第50章 靴筒
    工商局三楼办公室,烟灰缸满了。

    马明远把没点着的中华烟扔回桌面,双手撑着台板,盯着苏爱华。

    “那批扣押的布,现在什么状态?”

    苏爱华搓着手:“还在农贸市场仓库锁着,封条没......”

    “让刘干事带人去验。”

    马明远打断他,声音压到只有两个人能听见。

    “每一捆拆开,杭市劳动局的调拨标记、防伪钢印、批次号,有多少处红头公章的痕迹。”

    停了一下。

    “想办法处理干净。”

    苏爱华喉结滚了一下。

    处理干净,这是要毁物证。

    顾远山三个字从昨天下午开始,就像根烧红的铁钎,插在马明远的脑仁里。

    省经济视察组的人,他见过两回,那位老爷子说话时整个会场没人敢咳嗽。

    现在张骁把信寄到那位桌上去了。

    布料的事还在其次。

    真正要命的是那张废铸铁冒充特种合金的账单,盖的是苏爱华后勤科的公章。

    顺藤摸瓜,三步之内就能摸到他马明远头上。

    “快去。
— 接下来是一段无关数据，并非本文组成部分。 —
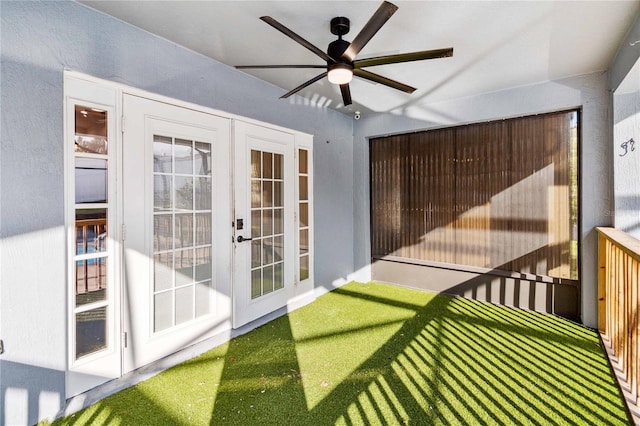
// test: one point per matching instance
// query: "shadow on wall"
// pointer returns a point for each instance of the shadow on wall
(25, 396)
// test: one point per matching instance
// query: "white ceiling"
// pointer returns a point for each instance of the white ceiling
(497, 44)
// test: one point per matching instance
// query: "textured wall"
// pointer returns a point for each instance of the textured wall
(626, 161)
(38, 41)
(588, 91)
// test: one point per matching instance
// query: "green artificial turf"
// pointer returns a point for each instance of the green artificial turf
(380, 354)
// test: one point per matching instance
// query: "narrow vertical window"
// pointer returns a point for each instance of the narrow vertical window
(92, 206)
(303, 215)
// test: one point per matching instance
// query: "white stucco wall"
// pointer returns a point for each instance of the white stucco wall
(588, 92)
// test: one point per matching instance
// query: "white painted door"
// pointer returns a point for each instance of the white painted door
(177, 236)
(264, 221)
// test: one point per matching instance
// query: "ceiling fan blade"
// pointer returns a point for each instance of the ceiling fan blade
(376, 78)
(303, 85)
(379, 18)
(346, 94)
(404, 57)
(295, 37)
(248, 67)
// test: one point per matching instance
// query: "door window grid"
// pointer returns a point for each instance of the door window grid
(91, 208)
(267, 222)
(182, 233)
(303, 215)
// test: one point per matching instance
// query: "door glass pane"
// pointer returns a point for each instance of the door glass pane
(162, 232)
(304, 214)
(162, 192)
(278, 276)
(184, 192)
(204, 264)
(91, 231)
(267, 165)
(163, 312)
(304, 267)
(278, 166)
(90, 130)
(303, 188)
(163, 271)
(184, 304)
(267, 193)
(183, 251)
(203, 193)
(162, 154)
(267, 221)
(203, 229)
(304, 241)
(302, 162)
(183, 152)
(278, 221)
(256, 283)
(91, 281)
(267, 280)
(303, 210)
(183, 260)
(183, 230)
(278, 248)
(202, 159)
(277, 194)
(204, 296)
(91, 180)
(256, 224)
(91, 331)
”

    苏爱华几乎是小跑着出了门。

    ……

    下午一点四十。

    农贸市场后巷,铁皮仓库封条被暴力撕开。

    刘干事大步迈进去。

    仓库里闷热,铁皮屋顶被四月太阳晒得发烫,空气弥漫着残留的碱味。

    三千斤高织卡其布码得整整齐齐,深蓝布面泛着细密的织纹光泽。

    他拆开第一捆牛皮纸包装,指头捏住布边搓了两下。

    厚实紧密,染色均匀。

    干了十二年稽查,什么货色一上手就清楚。

    这批布的品质,比百货大楼凭票供应的特等品还高半个档次。

    按黑市行情,一尺少说七毛。

    三千斤折下来......

    刘干事咽了口唾沫。

    “你俩去门口守着。”

    他吩咐两个联防队员,“逐捆检查夹带违禁品,闲杂人等不许靠近。”

    仓库门半掩,阳光切成一道细缝。

    刘干事蹲到墙角布垛旁,从怀里摸出折叠刀,刀刃贴着布边,手腕一翻。

    “嗤!”

    半尺长的样布被整齐裁下,对折两次,塞进左脚高帮胶鞋靴筒里。

    手指抖了一下,又伸向第二捆。

    “嗤。”

    右脚靴筒也鼓了。

    他站起来踩了踩,布料被脚背压实,走路时只有轻微窸窣。

    然后开始翻检剩余布匹。

    杭市劳动局的红头调拨标记印在每捆外包装右下角,钢印清晰,批次号一个不少。

    他试着用工业酒精擦。

    防伪油墨,纹丝不动。

    刘干事骂了句脏话,把酒精塞回兜里。

    他得回去跟马局实话实说:钢印去不掉,这批货身上写满了杭市劳动局。

    但靴筒里那两条布,他没打算提。

    ……

    三号仓库。

    赵磊从后窗翻进来,裤腿沾了一片草屑。

    “骁哥!”

    他压着嗓子,“小摊贩亲眼看见的,姓刘的进去反锁门,出来靴筒鼓了一截,走路姿势都变了。”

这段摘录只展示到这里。